Any library that has been around long enough will house some random treasures, usually donated items that some good-natured librarian could neither refuse nor discard. One such example from our library is a signed limited edition of "The Education of Mr. Pipp," a series of illustrations by Charles Dana Gibson, published in New York by R. H. Russell in 1899.
Gibson (1867-1944) became a very wealthy man from the many satirical sketches of high society that he created over a 20-year period starting the mid-1890s, and the Mr. Pipp series depicts a selection of events in the life of a young man, as he makes the transition from bachelorhood to well-trained husband. Augustus Thomas created a stage play based on the sketches in 1905, and a silent film version was produced in 1914.
Of course, the primary subject of the sketches was not Mr. Pipp, but rather the woman he married. The so-called Gibson Girl was the de facto model of the ideal American woman - beautiful, well-shaped, well-dressed, independent, spirited, and definitely in charge.

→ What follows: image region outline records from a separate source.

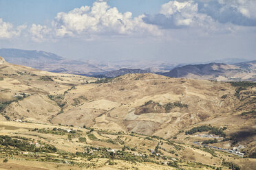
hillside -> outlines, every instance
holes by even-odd
[[[94,75],[94,77],[109,77],[113,78],[120,75],[123,75],[126,74],[134,74],[134,73],[149,73],[149,71],[141,69],[121,69],[119,70],[108,71],[104,74]]]
[[[10,142],[0,143],[9,160],[0,168],[253,169],[255,85],[152,73],[96,80],[1,58],[0,138]]]
[[[256,81],[255,61],[227,64],[209,63],[176,67],[161,73],[173,77],[186,77],[217,81]]]

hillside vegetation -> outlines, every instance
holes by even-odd
[[[0,59],[0,169],[255,165],[255,83],[151,73],[97,80]]]

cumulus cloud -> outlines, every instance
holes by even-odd
[[[42,42],[50,35],[52,29],[45,25],[32,24],[30,29],[32,39],[36,42]]]
[[[122,14],[116,8],[110,8],[105,1],[97,1],[92,7],[82,6],[58,13],[52,25],[57,36],[160,34],[157,26],[145,23],[144,17],[132,17],[130,12]]]
[[[170,1],[161,6],[159,14],[143,20],[164,29],[200,27],[216,31],[230,29],[228,23],[256,26],[255,19],[255,0],[190,0]]]
[[[171,1],[161,6],[160,14],[144,18],[147,23],[162,28],[180,28],[193,26],[211,27],[214,21],[209,16],[198,12],[198,4],[193,1]]]
[[[4,22],[0,18],[0,39],[8,39],[18,36],[25,27],[25,25],[19,25],[14,28],[12,24]]]

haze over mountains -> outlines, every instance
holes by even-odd
[[[255,91],[253,82],[173,78],[150,73],[98,80],[12,64],[0,58],[0,134],[12,140],[34,140],[42,146],[39,148],[56,147],[36,155],[43,162],[40,165],[33,163],[36,151],[24,156],[27,154],[17,151],[15,145],[1,152],[17,151],[14,158],[19,160],[12,160],[14,164],[10,166],[22,164],[25,158],[35,167],[47,167],[43,163],[48,162],[70,167],[69,162],[74,162],[64,169],[83,169],[85,165],[131,169],[131,162],[136,162],[132,166],[140,166],[138,169],[207,169],[211,166],[226,170],[229,164],[223,164],[224,158],[253,170],[256,160],[246,157],[255,155]],[[195,128],[199,131],[193,131]],[[202,128],[212,130],[200,131]],[[217,139],[208,145],[216,149],[201,146],[202,142],[212,143],[213,137]],[[103,147],[116,154],[111,157],[94,149]],[[237,148],[243,153],[231,154],[222,148],[230,151]],[[52,151],[56,155],[47,154]],[[240,158],[244,154],[246,156]],[[127,154],[136,160],[119,157]],[[48,158],[43,159],[45,155]],[[104,164],[108,158],[117,165]],[[149,158],[140,160],[145,158]],[[43,170],[58,168],[56,165],[47,167]]]
[[[80,61],[67,60],[42,51],[16,49],[1,49],[1,56],[6,61],[16,64],[54,73],[96,77],[115,77],[127,73],[155,73],[173,77],[217,81],[256,81],[256,61],[245,61],[243,59],[230,58],[216,60],[215,62],[189,65],[162,61]]]

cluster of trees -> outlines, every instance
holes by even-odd
[[[207,145],[207,144],[209,144],[209,143],[217,143],[217,140],[216,138],[215,139],[210,139],[210,140],[207,140],[207,141],[204,141],[202,143],[202,144],[203,145]]]
[[[171,109],[175,107],[178,107],[180,108],[187,108],[187,104],[182,104],[180,101],[175,101],[174,103],[168,103],[164,106],[165,112],[170,112]]]
[[[217,128],[211,125],[202,125],[193,127],[189,131],[186,131],[185,134],[193,134],[196,132],[209,132],[210,134],[219,135],[222,137],[226,137],[226,133],[223,130],[226,130],[226,127],[223,128]]]
[[[227,162],[225,161],[222,162],[222,165],[228,167],[229,169],[232,170],[240,170],[240,167],[232,162]]]
[[[24,138],[16,138],[8,136],[0,136],[0,145],[4,147],[13,147],[21,151],[31,151],[31,152],[56,152],[57,149],[54,146],[47,144],[41,145],[40,147],[36,147],[34,145],[31,145],[28,142],[28,139]]]
[[[42,134],[58,134],[58,135],[65,135],[67,132],[67,130],[63,130],[61,128],[53,128],[52,130],[48,130],[48,129],[38,129],[34,128],[34,130],[32,130],[32,131],[36,131],[39,133]],[[71,130],[70,132],[71,134],[75,134],[76,132],[75,130]]]

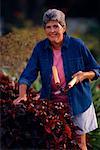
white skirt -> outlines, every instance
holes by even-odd
[[[96,113],[93,103],[83,113],[73,117],[73,122],[81,130],[78,130],[79,135],[88,133],[98,128]]]

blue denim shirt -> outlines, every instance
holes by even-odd
[[[100,76],[100,66],[80,39],[64,35],[61,48],[66,84],[72,79],[72,75],[78,71],[95,72],[94,79]],[[51,77],[53,65],[53,52],[48,39],[40,41],[34,48],[32,56],[20,76],[19,84],[30,86],[40,71],[42,89],[41,98],[50,99]],[[69,103],[73,115],[84,112],[91,105],[92,95],[89,80],[85,79],[71,88],[68,93]]]

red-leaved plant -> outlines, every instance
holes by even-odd
[[[76,130],[68,106],[28,91],[28,100],[14,105],[18,84],[0,74],[1,148],[79,150]]]

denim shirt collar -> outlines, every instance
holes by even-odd
[[[64,33],[63,45],[62,47],[68,48],[70,36],[67,33]],[[50,41],[48,38],[45,39],[44,49],[51,49]]]

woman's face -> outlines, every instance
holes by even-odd
[[[59,44],[63,41],[65,29],[58,21],[49,21],[45,26],[45,33],[52,44]]]

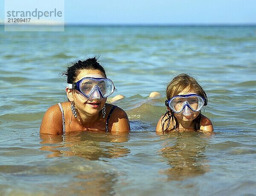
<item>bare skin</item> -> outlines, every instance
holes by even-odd
[[[178,95],[188,95],[189,94],[197,94],[196,92],[195,92],[192,89],[185,89],[179,93]],[[170,110],[168,108],[168,110]],[[175,122],[171,121],[170,127],[168,128],[170,131],[178,131],[180,132],[183,131],[195,131],[194,129],[194,123],[193,120],[195,119],[200,114],[199,112],[192,112],[191,114],[185,116],[182,114],[181,112],[178,114],[175,114],[175,116],[176,117],[179,123],[179,127],[177,130],[174,130],[173,127],[174,126]],[[157,133],[162,133],[163,129],[162,127],[162,119],[163,118],[164,120],[167,118],[167,117],[164,117],[163,115],[161,117],[157,124],[156,131]],[[165,127],[163,127],[163,130],[165,130],[167,127],[166,124],[165,124]],[[206,116],[201,114],[201,120],[200,121],[200,131],[203,132],[212,132],[213,131],[213,126],[210,120]]]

The early models for the Gibson Girl included Gibson's wife Irene Langhorne, and the Belgian-American stage actress Camille Clifford, famous for her hourglass figure and big hair. In the early 1900s, the popular artists' model Evelyn Nesbit came to dominate the image. With the advent of the First World War, the Gibson Girl faded in popularity, to be replaced by the new standard of American womanhood - the flapper.
Gibson's memory lives on through the cocktail that bears his name, reflecting his preference for gin martinis with a pickled onion garnish.